— Ну, что же, Иван Николаевич, — сказал представительный седовласый мужчина в костюме от известного итальянского кутюрье, — мы уже выслушали мэра города, господина Гуслярова, и теперь хотели бы знать, что было сделано в вашем ведомстве для расследования прискорбных фактов и предотвращения преступлений.
Мэр Гусляров находился здесь же в зале и сидел на стуле у окна, но на прокурорских работников не смотрел. Сухарев подозревал, что Лев Игнатьевич уже успел вступить в сговор с Ивановым и теперь будет петь с его голоса. Но, разумеется, это предположение нуждалось в подтверждении, и Василий Валентинович рассчитывал его получить уже в ходе нынешних разбирательств.
— Прежде всего я хотел бы доложить комиссии о том, что мы имеем дело с полномасштабным заговором с целью изменения конституционного строя, — начал свою речь прокурор с шокирующего заявления.
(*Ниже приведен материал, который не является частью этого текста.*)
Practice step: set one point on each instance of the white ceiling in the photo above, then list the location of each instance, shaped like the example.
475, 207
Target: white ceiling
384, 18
А то, что высокая комиссия была шокирована, не вызывало никаких сомнений. Это было заметно и по вскинутым бровям, и по неодобрительному ропоту в адрес господина Лютикова, вздумавшего наводить тень на плетень в абсолютно ясном деле.
— И кто же эти заговорщики? — иронически усмехнулся седовласый господин, глядя на прокурора мудрыми и осуждающими глазами.
Похоже, у комиссии уже сложилось определенное мнение и о личности прокурора Лютикова, и о его деятельности на высоком посту. И сложилось оно под влиянием градоначальника Гуслярова, надо полагать. Но в любом случае высокопоставленные федеральные чиновники менять его не собирались, какими бы громкими заявлениями их ни пытались Устрашить.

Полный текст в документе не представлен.